Midnight vigil for peace
There is one more day I will never forget – August 14, 2005, Kuldip sahab’s 82nd birthday. I accompanied him and a delegation of activists, journalists, and peaceniks from a variety of fields to participate in a large gathering at the India-Pakistan border in Wagah, Punjab. In 1995, Kuldip sahab had started a tradition of holding a candlelight vigil at the Wagah border on the night of August 14. The date is significant as Pakistan celebrates its Independence Day on August 14 and India on August 15. Initially ridiculed for the initiative, Kuldip sahab and his fellow peaceniks continued this vigil for peace and harmony every single year. By 2005, it had become an annual tradition. The jalsa (celebration) and junoon (enthusiasm) has grown from a handful of people to over five lakhs, and on both sides of the border. That day in 2005, I could even hear slogans of “Hindustan Zindabad!” being shouted from across the border in Pakistan, and “Pakistan Zindabad!” being shouted in response from the Indian side. It was clear at that moment that nationalism did not have to be jingoistic. That it was possible to be a proud Indian without having animosity towards those across the border. For an idealist like me, it was one of the most moving experiences I had ever had.
In the atmosphere of nationalism today, it is important to remember that even in the most tense of times, there are people on both sides of the border who want peace. While initiatives like this may seem insignificant in the larger atmosphere of animosity, it is such people and such efforts that give us hope.
Keeping the legacy alive
Kuldip sahab, one of the champions of South Asian solidarity, was equally loved and respected in Pakistan, Bangladesh, Nepal, Sri Lanka and every place where his writings were published and translated. His strong views, gently told, resonated more than angry columns that only appeal to the converts. He put in personal pain and joy in what he wrote. I remember sitting in a restaurant with him in Dhaka when a group of youngsters rushed to him to ask for selfies.
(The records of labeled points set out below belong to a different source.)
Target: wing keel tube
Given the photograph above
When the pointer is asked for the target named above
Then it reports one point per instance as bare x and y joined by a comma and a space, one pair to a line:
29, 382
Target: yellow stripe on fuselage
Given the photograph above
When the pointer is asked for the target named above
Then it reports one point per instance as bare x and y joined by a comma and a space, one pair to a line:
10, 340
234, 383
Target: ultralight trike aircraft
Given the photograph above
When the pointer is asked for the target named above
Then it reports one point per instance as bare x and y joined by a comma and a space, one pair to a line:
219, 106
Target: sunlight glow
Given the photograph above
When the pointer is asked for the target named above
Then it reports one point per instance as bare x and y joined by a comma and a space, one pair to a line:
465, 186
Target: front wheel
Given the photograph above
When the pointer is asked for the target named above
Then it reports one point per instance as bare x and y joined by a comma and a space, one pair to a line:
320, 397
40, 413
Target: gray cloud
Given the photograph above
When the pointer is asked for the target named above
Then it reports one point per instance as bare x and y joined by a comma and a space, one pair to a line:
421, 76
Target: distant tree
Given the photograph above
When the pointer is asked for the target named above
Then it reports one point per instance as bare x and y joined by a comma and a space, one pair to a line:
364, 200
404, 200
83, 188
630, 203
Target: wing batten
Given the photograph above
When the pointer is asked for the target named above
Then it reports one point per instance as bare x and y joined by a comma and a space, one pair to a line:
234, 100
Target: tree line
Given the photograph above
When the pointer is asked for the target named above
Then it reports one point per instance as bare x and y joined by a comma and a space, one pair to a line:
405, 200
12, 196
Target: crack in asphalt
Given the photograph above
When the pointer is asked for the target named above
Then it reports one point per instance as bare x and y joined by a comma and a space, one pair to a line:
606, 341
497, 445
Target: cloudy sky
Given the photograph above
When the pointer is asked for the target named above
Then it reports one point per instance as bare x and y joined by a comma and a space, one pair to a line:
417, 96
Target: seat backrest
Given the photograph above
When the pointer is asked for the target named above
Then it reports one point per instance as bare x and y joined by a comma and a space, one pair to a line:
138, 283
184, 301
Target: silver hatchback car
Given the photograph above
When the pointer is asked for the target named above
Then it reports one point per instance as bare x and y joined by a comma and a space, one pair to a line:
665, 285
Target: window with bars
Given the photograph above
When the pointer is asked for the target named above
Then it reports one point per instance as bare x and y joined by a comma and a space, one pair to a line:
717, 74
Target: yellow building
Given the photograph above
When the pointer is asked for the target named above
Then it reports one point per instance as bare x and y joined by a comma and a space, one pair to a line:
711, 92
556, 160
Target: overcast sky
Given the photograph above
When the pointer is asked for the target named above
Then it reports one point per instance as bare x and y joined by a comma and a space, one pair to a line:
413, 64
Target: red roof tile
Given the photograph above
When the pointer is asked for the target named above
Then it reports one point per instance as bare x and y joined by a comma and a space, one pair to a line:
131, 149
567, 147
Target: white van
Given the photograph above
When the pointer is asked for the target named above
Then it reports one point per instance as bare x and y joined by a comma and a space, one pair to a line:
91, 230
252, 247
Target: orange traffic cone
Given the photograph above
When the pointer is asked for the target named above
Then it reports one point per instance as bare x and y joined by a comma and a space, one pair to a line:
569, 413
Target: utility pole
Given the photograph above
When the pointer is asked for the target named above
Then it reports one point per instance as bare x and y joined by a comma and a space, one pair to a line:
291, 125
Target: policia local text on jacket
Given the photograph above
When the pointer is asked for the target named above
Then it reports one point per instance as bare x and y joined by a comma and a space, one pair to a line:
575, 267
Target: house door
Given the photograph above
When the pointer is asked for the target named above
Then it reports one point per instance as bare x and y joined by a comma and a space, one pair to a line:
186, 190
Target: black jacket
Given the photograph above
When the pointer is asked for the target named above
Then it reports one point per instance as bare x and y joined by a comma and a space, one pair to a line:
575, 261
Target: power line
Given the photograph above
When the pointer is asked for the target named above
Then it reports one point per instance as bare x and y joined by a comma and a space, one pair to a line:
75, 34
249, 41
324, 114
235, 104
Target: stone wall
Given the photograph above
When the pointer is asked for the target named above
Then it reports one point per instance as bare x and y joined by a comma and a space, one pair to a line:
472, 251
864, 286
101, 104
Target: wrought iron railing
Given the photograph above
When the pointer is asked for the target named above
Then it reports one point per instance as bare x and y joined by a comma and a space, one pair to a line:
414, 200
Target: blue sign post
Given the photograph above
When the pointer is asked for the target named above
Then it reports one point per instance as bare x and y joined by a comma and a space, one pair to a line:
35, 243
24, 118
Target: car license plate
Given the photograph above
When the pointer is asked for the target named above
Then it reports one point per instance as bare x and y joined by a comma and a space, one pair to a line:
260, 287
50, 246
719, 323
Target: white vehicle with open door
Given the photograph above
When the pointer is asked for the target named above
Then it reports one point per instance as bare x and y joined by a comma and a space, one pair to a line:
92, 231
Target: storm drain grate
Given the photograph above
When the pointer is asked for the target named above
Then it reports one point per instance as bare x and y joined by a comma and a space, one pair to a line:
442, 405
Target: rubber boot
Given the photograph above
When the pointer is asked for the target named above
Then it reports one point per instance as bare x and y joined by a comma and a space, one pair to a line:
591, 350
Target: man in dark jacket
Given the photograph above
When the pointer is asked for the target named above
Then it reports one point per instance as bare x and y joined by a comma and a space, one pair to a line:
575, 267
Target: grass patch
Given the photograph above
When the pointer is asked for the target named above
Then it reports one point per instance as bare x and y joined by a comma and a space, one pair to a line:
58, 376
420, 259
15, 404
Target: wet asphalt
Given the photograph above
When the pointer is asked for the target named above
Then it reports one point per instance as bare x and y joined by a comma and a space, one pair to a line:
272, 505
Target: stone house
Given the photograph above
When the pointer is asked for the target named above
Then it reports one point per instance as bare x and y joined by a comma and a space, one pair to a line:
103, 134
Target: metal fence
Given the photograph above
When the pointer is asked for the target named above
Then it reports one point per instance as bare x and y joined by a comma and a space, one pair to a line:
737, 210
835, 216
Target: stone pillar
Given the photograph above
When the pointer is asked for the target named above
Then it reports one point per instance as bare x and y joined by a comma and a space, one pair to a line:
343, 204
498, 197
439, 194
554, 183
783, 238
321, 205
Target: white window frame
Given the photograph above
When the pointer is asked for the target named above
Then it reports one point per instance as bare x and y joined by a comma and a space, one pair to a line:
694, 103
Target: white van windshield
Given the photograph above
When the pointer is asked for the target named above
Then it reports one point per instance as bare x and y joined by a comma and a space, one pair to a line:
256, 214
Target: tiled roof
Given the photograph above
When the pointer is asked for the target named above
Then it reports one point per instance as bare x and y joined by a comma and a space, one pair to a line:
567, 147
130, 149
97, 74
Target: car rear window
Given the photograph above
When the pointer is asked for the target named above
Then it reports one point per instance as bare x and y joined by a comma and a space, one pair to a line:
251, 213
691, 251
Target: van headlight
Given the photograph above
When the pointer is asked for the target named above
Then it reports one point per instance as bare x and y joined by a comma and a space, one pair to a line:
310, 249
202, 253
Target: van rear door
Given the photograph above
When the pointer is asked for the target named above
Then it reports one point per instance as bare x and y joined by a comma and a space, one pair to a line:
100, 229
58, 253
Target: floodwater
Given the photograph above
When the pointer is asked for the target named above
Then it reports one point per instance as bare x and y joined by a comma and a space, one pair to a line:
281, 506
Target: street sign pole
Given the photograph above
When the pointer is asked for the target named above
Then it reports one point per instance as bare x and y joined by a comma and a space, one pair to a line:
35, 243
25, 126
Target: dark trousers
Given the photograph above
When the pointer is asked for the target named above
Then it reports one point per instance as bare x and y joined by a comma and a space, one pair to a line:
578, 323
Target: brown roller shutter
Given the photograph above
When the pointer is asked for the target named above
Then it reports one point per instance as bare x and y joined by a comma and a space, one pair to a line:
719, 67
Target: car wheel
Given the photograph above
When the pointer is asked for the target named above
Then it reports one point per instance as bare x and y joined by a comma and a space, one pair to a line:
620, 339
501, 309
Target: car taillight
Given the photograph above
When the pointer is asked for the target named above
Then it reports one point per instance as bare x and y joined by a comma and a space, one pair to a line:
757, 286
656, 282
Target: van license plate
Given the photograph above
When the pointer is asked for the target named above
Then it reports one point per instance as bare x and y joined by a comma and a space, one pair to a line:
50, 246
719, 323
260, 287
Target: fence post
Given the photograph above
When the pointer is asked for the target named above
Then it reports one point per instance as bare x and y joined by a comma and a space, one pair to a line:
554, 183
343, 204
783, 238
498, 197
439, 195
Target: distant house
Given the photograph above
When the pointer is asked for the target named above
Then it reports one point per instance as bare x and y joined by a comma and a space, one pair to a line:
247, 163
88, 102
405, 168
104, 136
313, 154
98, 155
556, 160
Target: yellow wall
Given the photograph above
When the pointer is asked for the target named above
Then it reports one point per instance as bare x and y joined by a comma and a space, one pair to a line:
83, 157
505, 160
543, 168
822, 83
I was happy that not all young ones just have Bollywood or cricket stars as their heroes.
All these memories came flooding back as I sat at the condolence meeting at the India International Centre in Delhi. Now I would not have to take any more detours to Vasant Vihar during my short trips to Delhi, there would be no more sitting in the sun on a winter evening listening to Kuldip sahab reminisce about Partition, and no calls out of the blue to ask how I was doing. The last time he called me was to enquire when my film Manto would be screened in Delhi. I really wanted him to see it. This is one regret I will always have. After his death, I called his pillar of support and life partner, Bhartiji, and told her that she must come for the premiere of Manto – to watch it for both.
If there is a heaven above, I know Kuldip sahab, feisty lawyer and activist Asma Jehangir, Justice Rajender Sachhar – all friends who passed away this year – would be sitting there, sharing stories in Punjabi, and laughing together. Alas, there is no heaven. I reckon instead that they would prefer to sing to us, “Tu zinda hai to zindagi ki jeet per yakin kar. Agar kahin hai swarg to utaar la zameen par. [If you are alive, believe in the victory of life. If there are heavens somewhere, bring them down to earth.]” They did, and now it is up to us to continue their legacy. That is the only way to keep them close to us.